Cloud intermittent issues
Running a data access framework in the cloud for a period, we may come across transient issues which resolve quickly. For example, a brief connectivity error could occur when a system reconfiguration is in progress.
- Check Azure Service Health
- View Azure resource monitoring tools and metrics
- View Data Factory pipeline activity
- Implement retry logic in execution package
- For Azure Data Factory connecting to on-Premises data sources, ensure the Self-Hosted Integration Runtime is installed and running.
- Check for resource usage and scaling options
Cloud cost issues
To save cost on cloud deployments, configure and right-size external resources:
- Before Deployment - use Azure Pricing Calculator to estimate the total cost of all resources
- After Deployment - view Cost Management options in Azure Portal.

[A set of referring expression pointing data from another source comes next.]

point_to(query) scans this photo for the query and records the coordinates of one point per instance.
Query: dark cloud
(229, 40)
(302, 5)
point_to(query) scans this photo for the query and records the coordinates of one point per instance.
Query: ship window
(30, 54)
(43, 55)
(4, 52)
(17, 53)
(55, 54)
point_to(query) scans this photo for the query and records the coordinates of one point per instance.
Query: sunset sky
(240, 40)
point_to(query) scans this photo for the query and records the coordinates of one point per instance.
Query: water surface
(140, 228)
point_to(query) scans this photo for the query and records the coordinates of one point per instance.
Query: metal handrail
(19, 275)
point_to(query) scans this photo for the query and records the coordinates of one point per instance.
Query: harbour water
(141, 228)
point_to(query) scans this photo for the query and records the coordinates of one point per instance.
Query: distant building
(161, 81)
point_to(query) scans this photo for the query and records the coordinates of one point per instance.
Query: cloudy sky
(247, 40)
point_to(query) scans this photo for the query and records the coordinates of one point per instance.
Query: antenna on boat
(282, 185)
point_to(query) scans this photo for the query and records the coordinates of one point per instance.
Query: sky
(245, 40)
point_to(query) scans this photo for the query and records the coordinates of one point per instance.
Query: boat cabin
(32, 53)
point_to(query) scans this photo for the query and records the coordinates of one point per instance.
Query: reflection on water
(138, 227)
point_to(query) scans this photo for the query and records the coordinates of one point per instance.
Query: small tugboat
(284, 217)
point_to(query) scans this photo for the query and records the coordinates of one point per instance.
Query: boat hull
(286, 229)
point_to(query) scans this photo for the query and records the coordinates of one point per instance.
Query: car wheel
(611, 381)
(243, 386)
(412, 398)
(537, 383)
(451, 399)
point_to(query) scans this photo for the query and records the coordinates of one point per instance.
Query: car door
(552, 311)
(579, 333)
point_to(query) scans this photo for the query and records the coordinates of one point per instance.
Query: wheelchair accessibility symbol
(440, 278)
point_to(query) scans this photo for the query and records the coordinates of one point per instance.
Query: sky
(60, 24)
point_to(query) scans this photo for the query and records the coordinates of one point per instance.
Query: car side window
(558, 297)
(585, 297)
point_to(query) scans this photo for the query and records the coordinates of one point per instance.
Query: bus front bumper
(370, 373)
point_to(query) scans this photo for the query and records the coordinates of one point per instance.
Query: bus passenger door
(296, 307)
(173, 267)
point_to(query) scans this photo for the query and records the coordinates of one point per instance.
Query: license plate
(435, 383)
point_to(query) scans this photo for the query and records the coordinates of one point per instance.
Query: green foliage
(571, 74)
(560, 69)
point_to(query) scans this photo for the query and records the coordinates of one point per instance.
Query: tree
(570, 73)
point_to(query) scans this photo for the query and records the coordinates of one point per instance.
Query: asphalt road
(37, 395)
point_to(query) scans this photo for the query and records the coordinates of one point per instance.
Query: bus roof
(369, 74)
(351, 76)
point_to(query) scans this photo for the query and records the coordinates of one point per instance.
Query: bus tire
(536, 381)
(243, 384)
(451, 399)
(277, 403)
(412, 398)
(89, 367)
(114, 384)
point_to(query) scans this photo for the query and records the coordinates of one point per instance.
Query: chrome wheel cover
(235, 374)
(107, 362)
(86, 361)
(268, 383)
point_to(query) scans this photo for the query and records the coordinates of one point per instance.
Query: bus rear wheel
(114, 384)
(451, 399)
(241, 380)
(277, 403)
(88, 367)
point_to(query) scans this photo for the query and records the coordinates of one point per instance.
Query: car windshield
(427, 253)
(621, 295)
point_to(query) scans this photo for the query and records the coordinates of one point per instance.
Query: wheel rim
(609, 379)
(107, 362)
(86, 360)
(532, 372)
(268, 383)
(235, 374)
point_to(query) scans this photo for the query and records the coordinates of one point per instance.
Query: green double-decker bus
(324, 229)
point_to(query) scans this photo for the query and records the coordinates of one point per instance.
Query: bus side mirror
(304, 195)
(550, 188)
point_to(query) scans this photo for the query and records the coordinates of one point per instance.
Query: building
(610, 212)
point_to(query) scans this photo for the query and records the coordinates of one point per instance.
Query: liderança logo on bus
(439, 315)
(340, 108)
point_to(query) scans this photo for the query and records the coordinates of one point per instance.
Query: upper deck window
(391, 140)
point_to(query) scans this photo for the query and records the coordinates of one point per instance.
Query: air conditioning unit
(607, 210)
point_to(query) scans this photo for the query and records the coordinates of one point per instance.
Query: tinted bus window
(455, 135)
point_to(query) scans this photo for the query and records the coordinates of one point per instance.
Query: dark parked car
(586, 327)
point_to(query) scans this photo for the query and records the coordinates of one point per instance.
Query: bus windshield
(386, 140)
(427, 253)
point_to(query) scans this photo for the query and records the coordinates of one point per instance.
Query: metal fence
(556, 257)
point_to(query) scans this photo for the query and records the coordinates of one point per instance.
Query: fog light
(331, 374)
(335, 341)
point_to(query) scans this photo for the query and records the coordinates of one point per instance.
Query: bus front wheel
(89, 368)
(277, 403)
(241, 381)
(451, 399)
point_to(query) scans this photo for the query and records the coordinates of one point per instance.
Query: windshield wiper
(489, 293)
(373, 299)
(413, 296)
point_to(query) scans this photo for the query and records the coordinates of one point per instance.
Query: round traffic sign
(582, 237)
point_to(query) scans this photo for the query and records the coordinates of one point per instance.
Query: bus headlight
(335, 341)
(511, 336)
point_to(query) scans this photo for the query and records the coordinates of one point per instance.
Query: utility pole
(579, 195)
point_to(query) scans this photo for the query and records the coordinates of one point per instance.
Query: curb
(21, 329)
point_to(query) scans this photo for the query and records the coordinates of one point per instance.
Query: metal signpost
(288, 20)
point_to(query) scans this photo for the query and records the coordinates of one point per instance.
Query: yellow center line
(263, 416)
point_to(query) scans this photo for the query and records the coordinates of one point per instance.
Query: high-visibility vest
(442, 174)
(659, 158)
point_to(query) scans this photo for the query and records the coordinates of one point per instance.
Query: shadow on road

Set budgets, thresholds, and alerts
- Review Azure Advisor recommendations and cost-saving tips based on your usage patterns
- Pause Azure resources (Azure Synapse, Analysis Services etc.) not in use
- Use serverless option where available
- Identify unused resources and VMs. Stop and deallocate VMs not in use
- Clean up old Data Lake folders from unused data sources – delete or archive into “cool” storage.
We hope this article and comprehensive checklists help data architects, data engineers and data scientists design and maintain big data framework, extract from any data source and build modern data estates for BI and AI in less time.
Creative troubleshooting is a combination of verification processes, checklists, quick debug tools, know-how of hybrid/ external parts of the puzzle, and applying proven practices. Review our article’s section headings again to make your own top-10 tips for self-support.
Takeaway lesson: Eliminate variables, simplify the repro, and isolate the root cause!